A top global law firm will no longer represent the University of Hong Kong in seeking the removal of a Tiananmen memorial from its campus after it came under heavy criticism in the United States for helping China purge dissent, the Washington Post reported.
Mayer Brown is the latest international company to face pressure over how its actions in China contradict its more progressive statements in the West.
The eight-meter (26-feet) high “Pillar of Shame” sculpture by Danish artist Jens Galschiot has sat on HKU’s campus since 1997, the year the city was handed back to China.
It features 50 anguished faces and tortured bodies piled on one another and commemorates democracy protesters killed by Chinese troops around Beijing’s Tiananmen Square in 1989.
“Going forward, Mayer Brown will not be representing its long-time client in this matter. We have no further comment,” the firm said in a statement on Friday, the Washington Post reported.
The Chicago-founded firm has worked on civil rights issues in the United States but found itself under criticism from rights groups and US lawmakers over representing HKU to seek removal of the only Tiananmen memorial on Chinese soil.
“It is even worse American law firms are doing the bidding of the Communist Party to erase the memory of the brave, young Chinese students who gave their lives for freedom in Tiananmen Square,” Senator Lindsey Graham told Substack newsletter Common Sense.

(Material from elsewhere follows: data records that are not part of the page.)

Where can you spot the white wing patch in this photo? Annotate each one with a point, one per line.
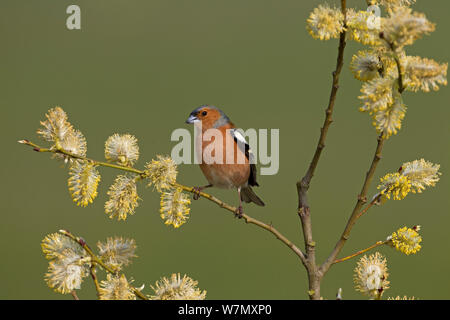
(238, 136)
(242, 144)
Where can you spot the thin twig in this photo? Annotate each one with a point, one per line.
(303, 184)
(142, 174)
(94, 278)
(376, 244)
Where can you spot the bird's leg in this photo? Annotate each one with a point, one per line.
(197, 191)
(240, 210)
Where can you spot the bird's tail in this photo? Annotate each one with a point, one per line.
(248, 195)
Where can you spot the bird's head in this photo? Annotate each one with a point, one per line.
(209, 116)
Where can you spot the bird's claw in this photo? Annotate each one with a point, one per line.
(196, 191)
(239, 212)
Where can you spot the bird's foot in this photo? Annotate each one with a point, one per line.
(239, 212)
(196, 191)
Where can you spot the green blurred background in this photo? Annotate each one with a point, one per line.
(141, 67)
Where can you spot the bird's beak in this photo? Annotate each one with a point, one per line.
(192, 119)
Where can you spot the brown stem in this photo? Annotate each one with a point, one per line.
(303, 211)
(356, 211)
(376, 244)
(248, 219)
(142, 174)
(94, 278)
(74, 295)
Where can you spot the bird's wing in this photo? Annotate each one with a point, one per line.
(245, 147)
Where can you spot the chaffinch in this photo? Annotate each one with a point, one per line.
(220, 172)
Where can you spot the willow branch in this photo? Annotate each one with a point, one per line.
(303, 184)
(97, 260)
(94, 278)
(376, 244)
(74, 295)
(356, 210)
(142, 174)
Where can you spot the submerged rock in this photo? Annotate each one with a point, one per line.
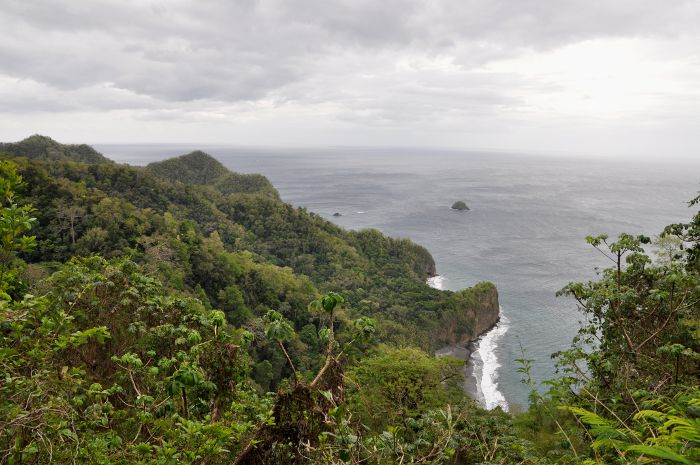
(460, 205)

Senator Ted Cruz also condemned Mayer Brown, saying the “American firms should be ashamed to be complicit” in the sculpture’s removal.
In response to the law firm’s decision, Galschiot said it would be almost impossible for Western law firms to represent and help Chinese and Hong Kong authorities suppress freedom of expression “without suffering severe damage to their reputation and image.”
The controversy was sparked by a letter Mayer Brown wrote on behalf of HKU ordering the now-disbanded Hong Kong Alliance, which used to organize the city’s annual Tiananmen remembrance vigils, to remove the statue by Wednesday.
HKU has so far not taken any action since the deadline passed and Galschiot said he had requested a hearing with the university over the fate of the statue.
Hong Kong used to be the one place in China where mass remembrance of Tiananmen’s dead was still tolerated.
But the city is being remolded in China’s own authoritarian image in the wake of huge and often violent democracy protests two years ago.
Scores of opposition figures have been jailed or fled overseas and authorities have also embarked on a mission to rewrite history and make the city more “patriotic.”
On Friday, eight pro-democracy activists were sentenced to between six and 12 months over an unauthorized assembly last year.